Discussing where Indonesians like to travel in Japan, snow is a deciding factor, he explained. “Mount Fuji, Sapporo, Nagano, and Yuzawa. … Heritage sites such as Shirakawa-go are increasingly popular; during the winter you’ll find many Indonesians staying there. In fact, I want to go to Shirakawa-go for a couple of nights myself,” he said with a laugh.

An ease on tourism visa restrictions and low-cost carrier flights also played a role in attracting more Indonesians to this country, he observed. As Japanese food such as sushi, as well as animation and the country’s safety and cleanliness appeal to Indonesians, Tasrif commends efforts made concerning halal food options, as Indonesia is home to the largest Muslim population in the world. “This effort not only attracts more Indonesians, but also other Muslim visitors,” he added.

Thinking back to his original time in Yokohama, the ambassador stresses the importance of making friends when moving to a new country.
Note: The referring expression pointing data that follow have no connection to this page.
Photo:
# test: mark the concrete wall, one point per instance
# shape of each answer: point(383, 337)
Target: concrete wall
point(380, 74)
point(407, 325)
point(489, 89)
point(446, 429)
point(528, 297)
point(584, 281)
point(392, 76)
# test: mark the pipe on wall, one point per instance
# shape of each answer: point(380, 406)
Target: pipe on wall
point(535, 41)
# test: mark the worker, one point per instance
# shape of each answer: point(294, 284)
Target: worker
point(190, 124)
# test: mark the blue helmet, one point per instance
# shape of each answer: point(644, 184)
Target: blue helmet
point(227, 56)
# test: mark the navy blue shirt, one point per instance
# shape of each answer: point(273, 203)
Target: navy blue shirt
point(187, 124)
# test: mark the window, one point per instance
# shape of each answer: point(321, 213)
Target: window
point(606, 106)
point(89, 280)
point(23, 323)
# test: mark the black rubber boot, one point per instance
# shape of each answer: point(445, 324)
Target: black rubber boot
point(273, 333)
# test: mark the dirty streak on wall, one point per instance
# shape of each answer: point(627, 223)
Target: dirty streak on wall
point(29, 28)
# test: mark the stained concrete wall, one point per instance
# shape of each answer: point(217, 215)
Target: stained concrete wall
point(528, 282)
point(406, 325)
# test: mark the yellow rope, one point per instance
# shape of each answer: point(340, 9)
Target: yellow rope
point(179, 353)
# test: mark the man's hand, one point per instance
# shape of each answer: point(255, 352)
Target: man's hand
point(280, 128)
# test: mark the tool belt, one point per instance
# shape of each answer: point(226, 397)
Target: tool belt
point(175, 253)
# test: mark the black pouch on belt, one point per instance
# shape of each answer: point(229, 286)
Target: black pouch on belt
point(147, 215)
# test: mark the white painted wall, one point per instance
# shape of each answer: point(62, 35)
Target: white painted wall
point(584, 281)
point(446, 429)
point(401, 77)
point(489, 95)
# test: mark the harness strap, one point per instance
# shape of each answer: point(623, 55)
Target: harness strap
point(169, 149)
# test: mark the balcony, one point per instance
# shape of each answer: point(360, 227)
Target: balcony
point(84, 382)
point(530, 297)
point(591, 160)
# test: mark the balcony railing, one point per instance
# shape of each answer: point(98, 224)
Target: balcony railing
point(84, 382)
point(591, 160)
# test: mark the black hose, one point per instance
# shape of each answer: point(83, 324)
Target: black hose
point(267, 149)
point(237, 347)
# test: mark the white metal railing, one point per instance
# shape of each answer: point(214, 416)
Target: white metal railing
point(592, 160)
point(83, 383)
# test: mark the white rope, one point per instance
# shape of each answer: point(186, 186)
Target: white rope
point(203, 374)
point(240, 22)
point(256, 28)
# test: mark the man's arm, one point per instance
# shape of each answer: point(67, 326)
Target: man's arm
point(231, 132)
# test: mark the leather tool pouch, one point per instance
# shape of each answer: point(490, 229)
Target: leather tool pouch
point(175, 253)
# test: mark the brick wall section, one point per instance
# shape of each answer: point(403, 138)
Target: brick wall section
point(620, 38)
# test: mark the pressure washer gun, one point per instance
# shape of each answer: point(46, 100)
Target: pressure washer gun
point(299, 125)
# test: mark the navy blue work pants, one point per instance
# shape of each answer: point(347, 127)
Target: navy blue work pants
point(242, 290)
Some things have changed since 1986 — “Google Maps makes it easy to get anywhere,” and others less so — “prices have pretty much remained the same,” but having friends and a network you can rely on for support, he noted, is necessary and should always be a constant.


Making the leap from business to diplomacy

An Indonesian professional with a background in chemical engineering, Ambassador of Indonesia to Japan Arifin Tasrif graduated from the Bandung Institute of Technology with a degree in the same field in 1977. He later served as PT Rekayasa Industri’s director of business for six years before taking on the role of president director PT Petrokimia Gresik from 2001 to 2010. Following this, he was appointed president director of Indonesia’s state-owned raw materials and fertilizer manufacturer-distributor PT Pupuk Indonesia Holding Co. In 2011, he received an Honorary Fellowship Award from AFEO, or the Association of Southeast Asian Nations (ASEAN) Federation of Engineering Organization, for his professional contributions as an engineer in Indonesia and the ASEAN region. Tasrif was officially appointed as ambassador of the Republic of Indonesia to Japan by Indonesian President Joko Widodo on March 13, 2017. The ambassador is married and has three children. One of his favorite pastimes is walking around the backstreets of Tokyo.

The Big Questions is a Monday interview series showcasing prominent figures who have a strong connection to Japan.